Maintaining weight while on vacation is difficult for many. After all, the time-out should be there to relax and enjoy. So if you come back with a few extra pounds on your hips, you should stay relaxed for now. Because with small changes you return step by step to your everyday routine without trying the next crash diet with the subsequent yo-yo effect.

If you don’t immediately find the motivation for your own fitness program after the holiday, you can start with long walks and work your way up to a short jog through the forest. It’s best in pairs or even in a group, so you can encourage each other.
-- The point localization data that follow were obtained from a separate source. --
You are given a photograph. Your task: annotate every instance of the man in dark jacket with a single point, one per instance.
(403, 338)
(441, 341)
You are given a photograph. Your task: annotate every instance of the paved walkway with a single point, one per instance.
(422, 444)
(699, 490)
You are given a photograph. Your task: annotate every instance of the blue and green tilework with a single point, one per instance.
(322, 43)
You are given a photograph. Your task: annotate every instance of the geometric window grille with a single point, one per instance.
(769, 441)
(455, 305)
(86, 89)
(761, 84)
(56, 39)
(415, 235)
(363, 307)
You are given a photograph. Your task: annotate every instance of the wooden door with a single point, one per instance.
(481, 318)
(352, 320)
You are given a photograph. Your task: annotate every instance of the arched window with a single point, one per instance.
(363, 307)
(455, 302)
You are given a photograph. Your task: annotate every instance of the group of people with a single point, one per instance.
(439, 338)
It is advisable to include a portion of fruit or vegetables with every meal. The cheese roll in the morning can also be replaced entirely with bananas, peaches, apples and a portion of quark with honey and nuts. That fills you up longer anyway. Lunch might be a salad or a wrap. Cut vegetable snippets with some herbal quark or spicy hummus always go well with dinner. Protein and fiber-rich dishes are usually healthier, have fewer calories and fill you up for longer.

Temporarily giving up alcoholic beverages and sweets can help you get back into your routine more quickly. But you don’t have to stick to it for several months. A few weeks can be enough. After a short break, cocktails, wine and chocolate taste much better anyway.

… mostly water. If you do without sweetened lemonades and fruit juices, you automatically consume far fewer calories. It also curbs the appetite for snacks and sweets. If you still get cravings, you can also rely on the good old apple, a few carrots or a smoothie.

By the way: All of the points mentioned are by no means tips that should only be heeded temporarily. A healthy and balanced diet and regular exercise are always important to maintain weight and stimulate metabolism.